Author does have a point that slicing the work too small has significant overheads. But they've overstated it.
And this is before we get into the real source of parallel FLOPS, the GPU.
(edit: note that there may also be thermal issues and CPU frequency scaling going on; it is usually impossible to run all cores of a modern CPU at their max rated frequency for more than a very short time! But if you've bought a 64-core Ryzen and are only using one core, there's a huge gap there which you're not using)
Exactly.
I was messing around with adding multi-threading to this 3d thing and it slowed it down for the smaller cases up until it overcame the overhead then it sped things up. It was using OpenMP and only a couple shared loop variables so probably not as drastic as whatever node does but it did slow the common case down enough to be not worth the effort.
The author of TFA needs to go run any renderer in single and multi-thread mode then report back to the class.
Indeed. The whole of modern graphics API architecture hinges on the idea that each of your million or so pixels is a meaningful unit of work that can be done in parallel.
That is certainly not universally true for every scenario and if you need to sync state between cpu cores very often then your tasks simply don't lend themselves to parallelization. That doesn't mean that multi-threading is inheritely the wrong design choice. Of course it will always be a trade-off between performance gains and the code complexity of your job control.

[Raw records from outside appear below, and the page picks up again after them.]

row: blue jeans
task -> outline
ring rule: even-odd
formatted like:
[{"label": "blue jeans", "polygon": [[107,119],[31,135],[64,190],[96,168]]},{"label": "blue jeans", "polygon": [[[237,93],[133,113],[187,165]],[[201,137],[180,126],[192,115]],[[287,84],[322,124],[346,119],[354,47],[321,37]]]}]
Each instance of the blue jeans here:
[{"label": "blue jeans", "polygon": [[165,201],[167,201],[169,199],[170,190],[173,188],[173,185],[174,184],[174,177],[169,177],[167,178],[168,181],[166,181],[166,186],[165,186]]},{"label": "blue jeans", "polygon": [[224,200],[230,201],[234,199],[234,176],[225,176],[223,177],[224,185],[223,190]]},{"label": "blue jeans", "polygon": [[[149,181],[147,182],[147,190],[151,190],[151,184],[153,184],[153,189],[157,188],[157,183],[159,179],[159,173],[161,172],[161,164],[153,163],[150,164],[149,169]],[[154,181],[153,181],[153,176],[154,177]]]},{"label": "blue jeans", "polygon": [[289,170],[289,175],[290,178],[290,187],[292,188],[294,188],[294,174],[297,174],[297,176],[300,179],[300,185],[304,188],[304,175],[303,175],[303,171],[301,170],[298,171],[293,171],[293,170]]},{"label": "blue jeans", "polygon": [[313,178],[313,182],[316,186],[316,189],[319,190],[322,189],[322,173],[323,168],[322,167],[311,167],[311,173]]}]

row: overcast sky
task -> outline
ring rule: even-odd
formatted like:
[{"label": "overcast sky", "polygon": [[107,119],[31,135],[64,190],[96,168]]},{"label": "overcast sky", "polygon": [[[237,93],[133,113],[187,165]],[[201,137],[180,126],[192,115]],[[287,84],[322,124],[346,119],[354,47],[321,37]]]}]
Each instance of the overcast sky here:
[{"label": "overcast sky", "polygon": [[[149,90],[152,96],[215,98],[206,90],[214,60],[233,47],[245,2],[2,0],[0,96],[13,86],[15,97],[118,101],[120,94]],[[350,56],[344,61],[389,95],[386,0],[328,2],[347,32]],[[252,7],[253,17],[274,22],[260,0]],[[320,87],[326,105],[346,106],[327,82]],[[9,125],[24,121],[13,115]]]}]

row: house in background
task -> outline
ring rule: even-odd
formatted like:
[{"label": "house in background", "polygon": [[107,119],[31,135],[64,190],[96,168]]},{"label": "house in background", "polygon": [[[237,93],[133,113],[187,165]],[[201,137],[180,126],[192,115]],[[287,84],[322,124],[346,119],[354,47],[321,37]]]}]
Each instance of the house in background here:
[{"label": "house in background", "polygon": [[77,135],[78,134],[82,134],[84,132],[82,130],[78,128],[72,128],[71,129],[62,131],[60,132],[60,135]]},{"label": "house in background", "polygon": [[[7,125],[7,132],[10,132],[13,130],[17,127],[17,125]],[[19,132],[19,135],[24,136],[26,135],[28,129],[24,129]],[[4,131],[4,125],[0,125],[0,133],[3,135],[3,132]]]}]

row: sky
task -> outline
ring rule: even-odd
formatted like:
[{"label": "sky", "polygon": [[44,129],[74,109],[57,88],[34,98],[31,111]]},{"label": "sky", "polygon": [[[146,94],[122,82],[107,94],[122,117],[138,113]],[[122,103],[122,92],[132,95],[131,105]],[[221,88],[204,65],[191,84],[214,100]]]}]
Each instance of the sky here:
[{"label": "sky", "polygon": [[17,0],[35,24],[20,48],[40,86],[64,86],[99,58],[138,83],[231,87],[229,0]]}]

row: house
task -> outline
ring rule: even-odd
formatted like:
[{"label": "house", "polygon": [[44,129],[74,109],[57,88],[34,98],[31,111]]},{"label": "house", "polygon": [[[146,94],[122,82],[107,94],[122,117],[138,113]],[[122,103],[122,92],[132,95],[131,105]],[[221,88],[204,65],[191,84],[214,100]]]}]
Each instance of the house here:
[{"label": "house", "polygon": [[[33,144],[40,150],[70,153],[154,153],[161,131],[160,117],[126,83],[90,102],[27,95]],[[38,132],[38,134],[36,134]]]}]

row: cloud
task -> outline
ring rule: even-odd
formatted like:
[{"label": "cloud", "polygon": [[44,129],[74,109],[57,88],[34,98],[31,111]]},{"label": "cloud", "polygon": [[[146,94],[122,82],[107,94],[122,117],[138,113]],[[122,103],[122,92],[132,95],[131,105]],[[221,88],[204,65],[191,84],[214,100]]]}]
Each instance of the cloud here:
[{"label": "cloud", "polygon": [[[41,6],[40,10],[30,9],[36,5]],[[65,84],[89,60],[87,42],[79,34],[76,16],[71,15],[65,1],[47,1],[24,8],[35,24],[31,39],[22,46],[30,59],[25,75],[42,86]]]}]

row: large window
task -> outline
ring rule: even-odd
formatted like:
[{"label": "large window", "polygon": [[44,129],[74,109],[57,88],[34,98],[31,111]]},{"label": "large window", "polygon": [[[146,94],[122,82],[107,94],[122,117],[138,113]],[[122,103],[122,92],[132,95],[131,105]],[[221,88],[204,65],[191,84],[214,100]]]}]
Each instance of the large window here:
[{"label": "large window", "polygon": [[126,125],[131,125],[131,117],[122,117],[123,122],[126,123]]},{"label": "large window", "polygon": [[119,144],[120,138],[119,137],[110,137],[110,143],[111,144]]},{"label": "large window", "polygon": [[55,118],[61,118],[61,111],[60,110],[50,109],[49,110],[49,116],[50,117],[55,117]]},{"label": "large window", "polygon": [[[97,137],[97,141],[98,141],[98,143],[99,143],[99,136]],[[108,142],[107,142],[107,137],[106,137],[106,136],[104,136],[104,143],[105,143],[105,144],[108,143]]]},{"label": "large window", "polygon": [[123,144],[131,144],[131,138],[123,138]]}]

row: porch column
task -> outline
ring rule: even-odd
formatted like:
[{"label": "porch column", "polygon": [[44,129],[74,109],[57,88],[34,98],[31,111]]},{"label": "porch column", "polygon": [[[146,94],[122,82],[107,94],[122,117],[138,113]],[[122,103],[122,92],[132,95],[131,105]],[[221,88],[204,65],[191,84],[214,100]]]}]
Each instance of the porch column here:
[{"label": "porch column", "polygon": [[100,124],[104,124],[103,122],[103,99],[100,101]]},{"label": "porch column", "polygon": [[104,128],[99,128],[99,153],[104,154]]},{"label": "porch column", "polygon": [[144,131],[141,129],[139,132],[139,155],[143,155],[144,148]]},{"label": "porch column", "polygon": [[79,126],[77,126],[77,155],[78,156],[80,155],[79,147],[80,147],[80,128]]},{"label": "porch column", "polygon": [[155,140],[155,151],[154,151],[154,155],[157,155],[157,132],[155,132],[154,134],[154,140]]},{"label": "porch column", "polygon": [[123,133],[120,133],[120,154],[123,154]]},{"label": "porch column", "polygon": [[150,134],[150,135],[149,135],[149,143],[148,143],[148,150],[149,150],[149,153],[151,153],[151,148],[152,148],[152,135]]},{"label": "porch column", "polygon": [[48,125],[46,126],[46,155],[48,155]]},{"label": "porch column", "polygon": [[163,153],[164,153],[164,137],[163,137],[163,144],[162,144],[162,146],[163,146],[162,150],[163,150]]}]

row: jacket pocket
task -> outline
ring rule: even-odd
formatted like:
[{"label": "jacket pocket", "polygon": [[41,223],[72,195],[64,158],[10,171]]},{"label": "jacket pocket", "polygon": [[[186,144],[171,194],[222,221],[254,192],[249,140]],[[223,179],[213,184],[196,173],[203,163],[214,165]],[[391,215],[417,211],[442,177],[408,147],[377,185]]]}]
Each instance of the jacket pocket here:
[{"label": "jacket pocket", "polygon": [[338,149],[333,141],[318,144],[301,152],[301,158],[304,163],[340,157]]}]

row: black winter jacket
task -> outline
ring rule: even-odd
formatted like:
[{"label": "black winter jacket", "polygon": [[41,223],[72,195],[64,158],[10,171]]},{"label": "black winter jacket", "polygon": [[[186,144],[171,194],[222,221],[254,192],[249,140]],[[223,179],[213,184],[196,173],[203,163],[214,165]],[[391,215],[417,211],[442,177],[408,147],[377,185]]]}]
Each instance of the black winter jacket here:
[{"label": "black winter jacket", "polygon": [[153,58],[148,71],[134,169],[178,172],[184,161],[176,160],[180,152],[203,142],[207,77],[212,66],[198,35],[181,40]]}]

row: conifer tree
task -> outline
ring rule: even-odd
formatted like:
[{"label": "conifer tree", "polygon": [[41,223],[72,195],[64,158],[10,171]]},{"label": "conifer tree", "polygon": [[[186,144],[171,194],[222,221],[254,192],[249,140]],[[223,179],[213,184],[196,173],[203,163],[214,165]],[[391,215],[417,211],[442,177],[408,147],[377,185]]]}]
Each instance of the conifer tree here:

Well that's... just wrong.
It is true that you can only squeeze 100% of the maximum possible useful compute out of a NUMA system with methods like the article author was suggesting. The less coordination there is between cores, the less cross-core or cross-socket communication is needed, all of which is overhead.
Caveat: If a bunch of independent processes are processing independent data, they'll increase cache thrashing at L2 and higher levels. Synchronised threads running the same code more-or-less in lockstep over the same areas of the data can benefit from sharing that independent processes can't. In some scenarios, this can be a huge speedup -- just ask a GPU programmer!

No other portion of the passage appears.